40% de Belges très qualifiés d’ici 2030

Mais où trouver de nouveaux travailleurs hautement qualifiés ? Pour une grande part en Belgique, estime Jan Denys. Les chercheurs s’attendent à ce qu’un peu plus de 40% de la population active belge aient bénéficié d’une formation supérieure de haut niveau d’ici 2030. Le pourcentage de personnes actives peu qualifiées descendra alors sous la barre des 20%.

La Belgique affiche à cet égard l’une des plus fortes progressions en Europe, avec la Suède et la France. Ce qui est un bon point pour notre enseignement supérieur performant.

Mais les Belges hautement qualifiés ne suffiront pas à combler tous les postes vacants dans le pays. Ce dernier a donc besoin d’urgence d’attirer davantage d’étrangers aux compétences professionnelles élevées. Or, pour l’instant, il n’y parvient pas.

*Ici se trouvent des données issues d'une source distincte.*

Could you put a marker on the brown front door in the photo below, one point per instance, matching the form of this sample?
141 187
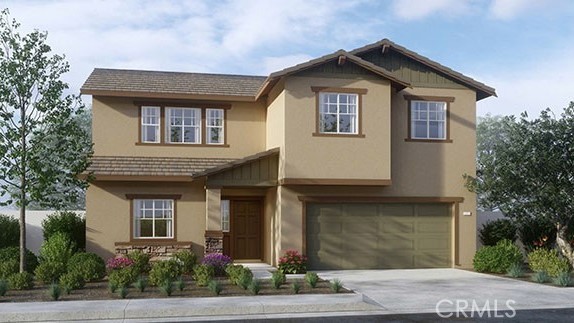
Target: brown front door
246 229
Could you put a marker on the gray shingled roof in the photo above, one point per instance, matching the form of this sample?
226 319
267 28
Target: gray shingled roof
113 80
152 166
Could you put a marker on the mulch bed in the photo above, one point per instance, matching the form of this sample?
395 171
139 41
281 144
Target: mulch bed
99 291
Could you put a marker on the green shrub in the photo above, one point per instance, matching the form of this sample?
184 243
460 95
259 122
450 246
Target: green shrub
549 261
13 253
68 223
494 231
536 233
255 286
54 291
123 277
58 248
90 265
140 284
141 261
563 279
71 281
203 274
516 270
21 281
278 278
10 233
3 287
336 285
49 271
164 270
541 277
187 259
498 258
296 287
311 279
8 268
215 287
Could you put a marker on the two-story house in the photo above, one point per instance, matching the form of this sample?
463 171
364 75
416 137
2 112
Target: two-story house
355 159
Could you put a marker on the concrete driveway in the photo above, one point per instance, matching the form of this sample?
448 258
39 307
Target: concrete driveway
446 290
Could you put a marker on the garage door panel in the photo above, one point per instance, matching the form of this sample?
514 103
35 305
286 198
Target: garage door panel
363 236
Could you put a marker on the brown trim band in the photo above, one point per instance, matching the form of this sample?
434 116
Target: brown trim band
142 178
338 89
410 97
335 181
153 196
380 199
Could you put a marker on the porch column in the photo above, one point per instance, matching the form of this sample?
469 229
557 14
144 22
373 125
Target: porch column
213 233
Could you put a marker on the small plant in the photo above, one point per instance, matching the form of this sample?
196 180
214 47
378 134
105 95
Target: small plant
123 277
494 231
549 261
497 259
123 292
71 281
311 279
21 281
164 270
166 287
278 278
49 271
3 287
141 261
118 263
215 287
187 260
255 286
8 268
336 285
516 270
141 284
203 274
89 264
218 261
54 291
296 287
541 277
563 279
293 263
180 284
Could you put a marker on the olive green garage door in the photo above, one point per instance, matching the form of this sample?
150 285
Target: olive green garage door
371 235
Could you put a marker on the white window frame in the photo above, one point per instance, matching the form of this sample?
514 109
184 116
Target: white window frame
157 214
418 115
193 126
148 113
225 215
211 123
324 110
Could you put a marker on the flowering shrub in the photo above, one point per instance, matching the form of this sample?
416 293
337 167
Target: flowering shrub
118 263
293 263
218 262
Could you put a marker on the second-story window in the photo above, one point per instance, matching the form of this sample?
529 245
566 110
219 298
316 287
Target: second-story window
338 113
150 124
183 125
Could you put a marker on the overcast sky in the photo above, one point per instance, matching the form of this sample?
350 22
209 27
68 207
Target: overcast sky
523 48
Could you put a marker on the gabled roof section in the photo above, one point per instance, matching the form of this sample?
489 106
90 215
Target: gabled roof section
237 163
340 54
176 85
483 90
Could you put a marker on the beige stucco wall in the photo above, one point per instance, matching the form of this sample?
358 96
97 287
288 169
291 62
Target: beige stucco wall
115 131
418 170
308 156
108 213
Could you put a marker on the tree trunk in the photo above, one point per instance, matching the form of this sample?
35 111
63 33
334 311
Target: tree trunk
565 247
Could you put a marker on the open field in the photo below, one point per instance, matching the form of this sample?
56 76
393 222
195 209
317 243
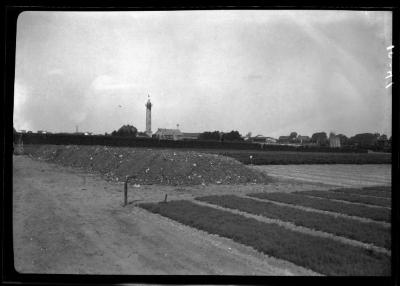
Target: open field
337 175
354 198
374 233
319 254
150 166
378 214
293 157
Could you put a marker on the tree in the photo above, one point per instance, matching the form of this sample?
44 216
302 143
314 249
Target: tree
365 140
320 138
344 140
126 131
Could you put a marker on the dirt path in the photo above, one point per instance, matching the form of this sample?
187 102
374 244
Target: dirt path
67 221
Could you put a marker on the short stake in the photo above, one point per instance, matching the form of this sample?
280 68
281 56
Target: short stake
126 192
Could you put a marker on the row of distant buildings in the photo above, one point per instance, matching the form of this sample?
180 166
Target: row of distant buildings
176 134
300 140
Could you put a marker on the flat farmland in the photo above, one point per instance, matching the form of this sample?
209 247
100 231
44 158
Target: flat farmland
70 220
338 175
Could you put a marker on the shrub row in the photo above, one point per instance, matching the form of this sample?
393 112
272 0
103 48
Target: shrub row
373 192
368 232
378 214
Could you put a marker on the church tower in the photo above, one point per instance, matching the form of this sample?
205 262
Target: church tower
148 117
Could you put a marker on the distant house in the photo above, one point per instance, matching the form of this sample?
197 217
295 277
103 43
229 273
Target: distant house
270 140
334 141
168 134
263 139
142 135
258 139
284 139
303 139
190 136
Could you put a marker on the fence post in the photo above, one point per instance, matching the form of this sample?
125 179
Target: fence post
126 191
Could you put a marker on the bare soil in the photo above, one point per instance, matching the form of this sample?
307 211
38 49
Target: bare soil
69 221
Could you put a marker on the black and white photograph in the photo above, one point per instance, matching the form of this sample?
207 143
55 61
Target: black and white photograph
224 142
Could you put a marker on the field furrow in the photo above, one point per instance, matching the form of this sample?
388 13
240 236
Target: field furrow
322 255
378 214
373 233
354 198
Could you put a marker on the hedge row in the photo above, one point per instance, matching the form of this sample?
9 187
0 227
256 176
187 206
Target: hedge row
71 139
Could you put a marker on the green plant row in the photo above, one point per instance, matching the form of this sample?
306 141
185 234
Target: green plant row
354 198
373 233
378 214
322 255
378 191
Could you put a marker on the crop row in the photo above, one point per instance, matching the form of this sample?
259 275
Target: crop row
286 158
373 233
378 214
322 255
354 198
370 191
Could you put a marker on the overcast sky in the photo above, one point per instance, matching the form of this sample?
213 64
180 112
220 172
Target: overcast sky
268 72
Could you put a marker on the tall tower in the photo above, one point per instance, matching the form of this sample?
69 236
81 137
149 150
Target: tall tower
148 117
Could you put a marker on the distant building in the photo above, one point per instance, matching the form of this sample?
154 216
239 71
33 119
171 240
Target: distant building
284 139
168 134
334 141
303 139
190 136
263 139
270 140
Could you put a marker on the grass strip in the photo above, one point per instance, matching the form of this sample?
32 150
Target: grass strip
379 188
373 233
327 205
354 198
322 255
364 191
293 157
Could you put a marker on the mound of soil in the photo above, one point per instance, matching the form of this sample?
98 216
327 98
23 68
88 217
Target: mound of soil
150 166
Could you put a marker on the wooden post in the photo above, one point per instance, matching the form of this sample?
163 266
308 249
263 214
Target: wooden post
126 192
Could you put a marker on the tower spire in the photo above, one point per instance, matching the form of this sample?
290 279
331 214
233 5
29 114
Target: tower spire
148 116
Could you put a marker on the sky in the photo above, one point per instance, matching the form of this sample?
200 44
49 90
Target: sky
265 72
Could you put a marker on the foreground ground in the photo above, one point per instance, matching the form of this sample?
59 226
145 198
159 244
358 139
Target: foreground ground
69 221
66 221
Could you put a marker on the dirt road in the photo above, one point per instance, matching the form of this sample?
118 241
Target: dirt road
67 221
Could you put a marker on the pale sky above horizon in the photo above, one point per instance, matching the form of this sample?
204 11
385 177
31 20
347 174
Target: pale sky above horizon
265 72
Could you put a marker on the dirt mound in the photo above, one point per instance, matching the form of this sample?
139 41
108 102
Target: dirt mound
150 166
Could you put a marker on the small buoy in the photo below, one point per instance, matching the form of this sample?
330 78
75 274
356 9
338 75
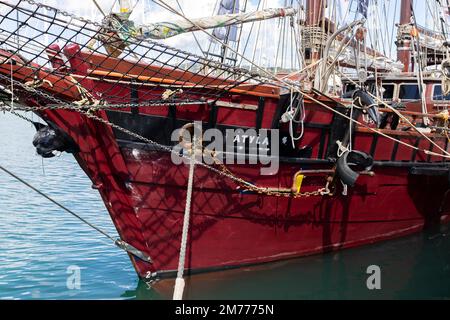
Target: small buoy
298 181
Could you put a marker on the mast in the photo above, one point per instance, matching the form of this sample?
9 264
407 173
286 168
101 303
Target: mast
404 43
314 17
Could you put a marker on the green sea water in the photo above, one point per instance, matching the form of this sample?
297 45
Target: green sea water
39 243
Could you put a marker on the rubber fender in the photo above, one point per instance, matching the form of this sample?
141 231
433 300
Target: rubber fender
352 159
363 100
49 139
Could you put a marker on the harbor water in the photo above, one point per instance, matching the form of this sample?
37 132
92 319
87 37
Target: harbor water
41 245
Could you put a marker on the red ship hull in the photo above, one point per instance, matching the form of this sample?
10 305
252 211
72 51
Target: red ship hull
145 194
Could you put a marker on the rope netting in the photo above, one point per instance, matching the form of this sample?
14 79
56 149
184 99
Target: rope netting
68 58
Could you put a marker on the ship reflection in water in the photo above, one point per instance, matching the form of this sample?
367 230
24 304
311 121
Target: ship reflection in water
416 267
39 243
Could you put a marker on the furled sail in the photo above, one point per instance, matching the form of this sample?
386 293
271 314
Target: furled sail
163 30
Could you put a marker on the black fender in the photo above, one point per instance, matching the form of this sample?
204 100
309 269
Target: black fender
366 102
50 138
357 159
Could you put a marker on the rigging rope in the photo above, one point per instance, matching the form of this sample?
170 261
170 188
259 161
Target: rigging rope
117 241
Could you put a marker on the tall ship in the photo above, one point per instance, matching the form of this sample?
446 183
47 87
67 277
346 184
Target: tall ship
343 143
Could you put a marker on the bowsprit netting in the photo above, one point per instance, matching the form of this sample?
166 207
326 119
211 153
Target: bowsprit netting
52 56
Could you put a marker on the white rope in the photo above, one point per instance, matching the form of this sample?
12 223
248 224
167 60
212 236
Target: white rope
179 282
12 85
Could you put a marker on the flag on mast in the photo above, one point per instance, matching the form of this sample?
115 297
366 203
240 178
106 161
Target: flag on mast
363 6
227 7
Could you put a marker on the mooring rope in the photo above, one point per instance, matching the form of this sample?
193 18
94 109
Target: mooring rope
117 241
179 282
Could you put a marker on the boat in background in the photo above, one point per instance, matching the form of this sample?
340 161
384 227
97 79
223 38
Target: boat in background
360 163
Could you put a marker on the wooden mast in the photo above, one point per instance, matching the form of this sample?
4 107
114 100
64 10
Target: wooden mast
404 44
314 17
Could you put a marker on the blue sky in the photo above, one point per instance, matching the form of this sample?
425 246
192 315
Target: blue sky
264 50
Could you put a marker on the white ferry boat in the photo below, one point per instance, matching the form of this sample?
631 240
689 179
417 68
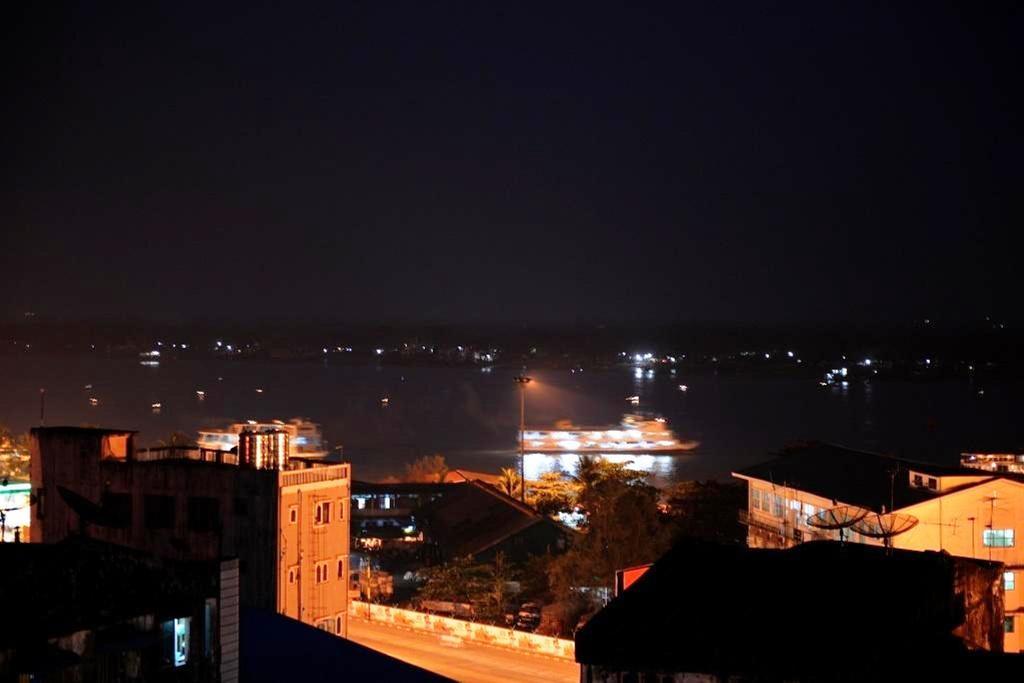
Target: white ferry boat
636 433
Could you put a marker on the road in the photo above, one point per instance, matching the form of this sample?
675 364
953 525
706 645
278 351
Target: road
466 662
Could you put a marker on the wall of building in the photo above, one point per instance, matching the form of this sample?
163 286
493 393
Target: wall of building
956 523
953 522
198 510
314 591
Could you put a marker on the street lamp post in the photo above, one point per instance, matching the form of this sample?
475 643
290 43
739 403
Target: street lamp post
522 381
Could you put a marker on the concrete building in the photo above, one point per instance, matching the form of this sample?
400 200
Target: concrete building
289 527
994 462
819 611
15 519
86 610
964 512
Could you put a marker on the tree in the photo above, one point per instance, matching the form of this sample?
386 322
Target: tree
553 494
482 586
509 482
623 527
428 469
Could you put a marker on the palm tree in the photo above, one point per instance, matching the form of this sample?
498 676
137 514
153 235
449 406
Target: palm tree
509 481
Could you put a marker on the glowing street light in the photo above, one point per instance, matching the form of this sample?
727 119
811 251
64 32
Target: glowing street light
522 381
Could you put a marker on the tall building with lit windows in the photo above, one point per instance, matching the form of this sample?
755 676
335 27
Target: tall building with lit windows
286 521
964 512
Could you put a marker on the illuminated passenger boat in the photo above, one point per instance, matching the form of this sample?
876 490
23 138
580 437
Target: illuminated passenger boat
635 434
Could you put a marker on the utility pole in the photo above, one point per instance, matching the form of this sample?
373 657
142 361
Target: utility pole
522 381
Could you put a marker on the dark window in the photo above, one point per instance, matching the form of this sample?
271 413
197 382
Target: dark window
204 513
159 511
117 510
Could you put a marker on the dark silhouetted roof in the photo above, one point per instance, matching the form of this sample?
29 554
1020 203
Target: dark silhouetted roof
279 648
855 477
472 517
58 588
820 606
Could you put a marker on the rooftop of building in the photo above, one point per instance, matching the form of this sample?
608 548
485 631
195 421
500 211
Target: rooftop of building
55 589
81 430
473 516
278 648
855 477
820 606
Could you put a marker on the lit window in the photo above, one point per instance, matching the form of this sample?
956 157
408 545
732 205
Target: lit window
997 538
175 635
322 513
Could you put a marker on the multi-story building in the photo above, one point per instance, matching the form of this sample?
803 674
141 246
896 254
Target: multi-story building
85 610
964 512
819 611
289 527
994 462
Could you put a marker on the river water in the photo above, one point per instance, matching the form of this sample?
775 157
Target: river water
471 417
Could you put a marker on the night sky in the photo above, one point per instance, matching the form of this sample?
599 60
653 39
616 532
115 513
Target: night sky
548 162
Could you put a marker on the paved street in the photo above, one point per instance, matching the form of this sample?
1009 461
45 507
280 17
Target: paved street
465 662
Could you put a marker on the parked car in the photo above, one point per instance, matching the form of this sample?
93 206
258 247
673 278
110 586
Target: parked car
528 616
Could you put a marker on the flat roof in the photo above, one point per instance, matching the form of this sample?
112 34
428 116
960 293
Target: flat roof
856 477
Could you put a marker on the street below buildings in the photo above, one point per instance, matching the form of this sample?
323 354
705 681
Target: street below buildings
462 660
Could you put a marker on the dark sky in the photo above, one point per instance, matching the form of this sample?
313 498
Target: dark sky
468 162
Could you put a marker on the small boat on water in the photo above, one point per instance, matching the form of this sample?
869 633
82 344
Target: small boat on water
636 433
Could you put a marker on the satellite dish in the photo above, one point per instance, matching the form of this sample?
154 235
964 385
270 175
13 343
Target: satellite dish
885 525
839 517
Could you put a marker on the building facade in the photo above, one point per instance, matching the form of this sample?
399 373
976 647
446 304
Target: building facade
963 512
289 527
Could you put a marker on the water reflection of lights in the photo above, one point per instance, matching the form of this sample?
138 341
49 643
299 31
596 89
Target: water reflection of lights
536 464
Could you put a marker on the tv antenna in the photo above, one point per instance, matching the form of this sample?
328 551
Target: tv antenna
885 525
838 518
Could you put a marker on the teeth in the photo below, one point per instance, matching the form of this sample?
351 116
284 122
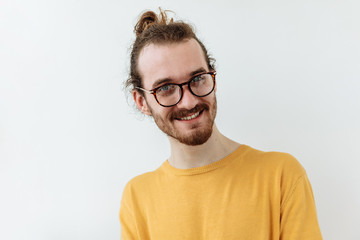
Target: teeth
190 117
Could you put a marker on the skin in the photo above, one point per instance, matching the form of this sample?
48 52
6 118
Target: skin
176 62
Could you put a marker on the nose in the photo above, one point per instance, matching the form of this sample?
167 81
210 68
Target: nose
188 100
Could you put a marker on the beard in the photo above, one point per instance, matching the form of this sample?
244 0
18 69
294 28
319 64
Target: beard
199 132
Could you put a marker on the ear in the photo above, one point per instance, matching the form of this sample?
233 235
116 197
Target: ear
141 103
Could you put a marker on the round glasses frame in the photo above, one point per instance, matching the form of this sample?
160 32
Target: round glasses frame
153 91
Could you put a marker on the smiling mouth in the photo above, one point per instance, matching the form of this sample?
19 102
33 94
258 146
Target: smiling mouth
191 116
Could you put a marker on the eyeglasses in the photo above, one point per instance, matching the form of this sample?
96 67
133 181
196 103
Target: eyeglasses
170 94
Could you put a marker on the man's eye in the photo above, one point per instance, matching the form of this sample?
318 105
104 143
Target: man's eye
198 78
166 89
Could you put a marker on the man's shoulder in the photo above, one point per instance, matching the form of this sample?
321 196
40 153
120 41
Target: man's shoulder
142 182
274 160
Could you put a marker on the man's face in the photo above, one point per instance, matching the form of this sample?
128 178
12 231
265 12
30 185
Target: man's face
191 120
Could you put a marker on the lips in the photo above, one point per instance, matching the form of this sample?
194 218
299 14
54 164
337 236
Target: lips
189 114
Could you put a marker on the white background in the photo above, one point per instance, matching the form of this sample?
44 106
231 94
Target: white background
288 80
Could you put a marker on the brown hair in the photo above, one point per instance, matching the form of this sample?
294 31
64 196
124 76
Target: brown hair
158 29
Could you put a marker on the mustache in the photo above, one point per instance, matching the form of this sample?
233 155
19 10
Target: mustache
184 112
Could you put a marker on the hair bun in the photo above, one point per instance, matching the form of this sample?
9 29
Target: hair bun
149 18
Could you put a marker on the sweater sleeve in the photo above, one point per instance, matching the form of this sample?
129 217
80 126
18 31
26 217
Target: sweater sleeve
298 213
127 218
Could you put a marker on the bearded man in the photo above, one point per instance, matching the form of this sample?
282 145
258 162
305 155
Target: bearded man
210 187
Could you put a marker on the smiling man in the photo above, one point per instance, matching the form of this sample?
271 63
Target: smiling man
210 187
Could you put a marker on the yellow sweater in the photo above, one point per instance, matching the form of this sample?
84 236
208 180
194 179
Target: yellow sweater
249 194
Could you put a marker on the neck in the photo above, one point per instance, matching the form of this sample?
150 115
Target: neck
215 148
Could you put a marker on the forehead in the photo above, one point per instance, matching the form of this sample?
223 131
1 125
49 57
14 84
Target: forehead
173 61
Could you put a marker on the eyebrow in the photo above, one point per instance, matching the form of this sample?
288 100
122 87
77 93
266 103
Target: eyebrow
167 80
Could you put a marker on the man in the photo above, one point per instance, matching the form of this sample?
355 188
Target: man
210 187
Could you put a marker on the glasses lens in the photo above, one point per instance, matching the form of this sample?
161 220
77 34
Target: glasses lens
168 94
202 85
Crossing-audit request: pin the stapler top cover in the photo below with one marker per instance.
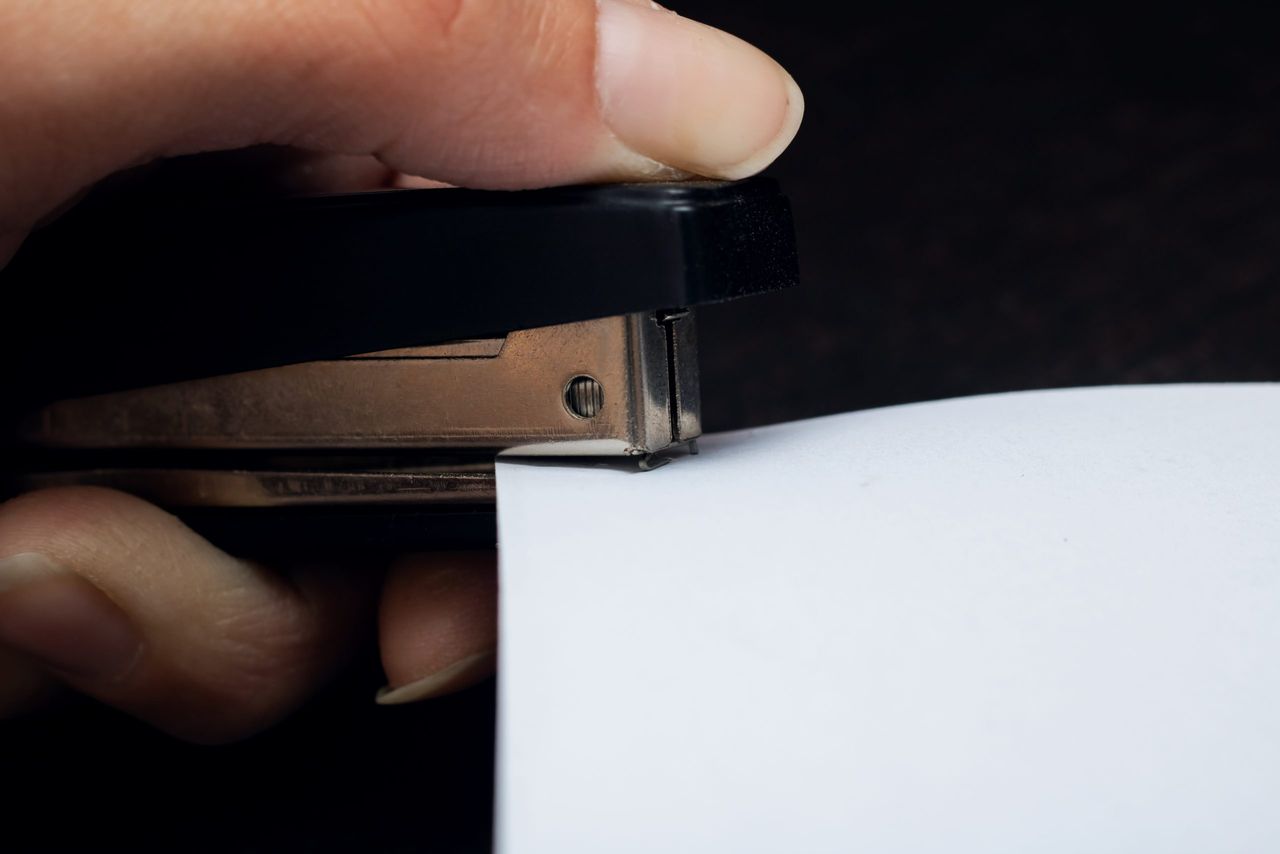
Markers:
(123, 298)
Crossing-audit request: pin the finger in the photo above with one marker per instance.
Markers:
(472, 92)
(438, 624)
(24, 686)
(123, 602)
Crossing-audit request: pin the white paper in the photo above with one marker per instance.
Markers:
(1028, 622)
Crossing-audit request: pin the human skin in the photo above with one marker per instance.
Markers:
(109, 596)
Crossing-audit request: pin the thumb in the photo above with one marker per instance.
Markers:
(475, 92)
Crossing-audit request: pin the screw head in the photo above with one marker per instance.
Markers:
(584, 397)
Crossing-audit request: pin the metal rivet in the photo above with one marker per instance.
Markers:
(584, 397)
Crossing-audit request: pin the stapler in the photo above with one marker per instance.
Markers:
(351, 365)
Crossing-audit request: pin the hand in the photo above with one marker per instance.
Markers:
(115, 598)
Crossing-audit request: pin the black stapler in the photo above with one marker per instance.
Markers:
(352, 364)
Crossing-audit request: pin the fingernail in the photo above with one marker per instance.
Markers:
(691, 96)
(62, 620)
(455, 677)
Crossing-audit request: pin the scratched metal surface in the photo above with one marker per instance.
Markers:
(1005, 200)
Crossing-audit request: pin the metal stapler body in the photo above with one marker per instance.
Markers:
(364, 359)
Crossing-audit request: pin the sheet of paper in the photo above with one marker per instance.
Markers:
(1028, 622)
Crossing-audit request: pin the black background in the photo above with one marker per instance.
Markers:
(1015, 197)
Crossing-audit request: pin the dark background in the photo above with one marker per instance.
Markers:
(1006, 199)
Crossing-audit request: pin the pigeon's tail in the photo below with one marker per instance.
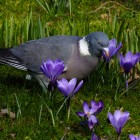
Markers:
(7, 58)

Score très moyen pour la Belgique

La part de migrants hautement qualifiés est relativement faible (24% par rapport à l'ensemble de la population migrante) comparée à celle de nombreux pays de l'Organisation de coopération et de développement économiques (OCDE). De plus, elle n'a pas augmenté entre 2001 et 2011. Les plus grosses proportions se retrouvent au Canada (55%), en Grande-Bretagne (48%), en Australie (43%) et en Irlande (39%), tandis que les Pays-Bas et la France affichent également un taux de 24%, contre 19% pour l'Allemagne.

Trois facteurs joueraient un rôle positif dans l'attractivité du pays pour les migrants hautement qualifiés, selon les chercheurs: le montant moyen du salaire, l'anglais comme langue véhiculaire et un faible taux d'imposition moyen. Pour ces éléments, la Belgique affiche un score moyen à carrément mauvais dans la perspective de l'OCDE.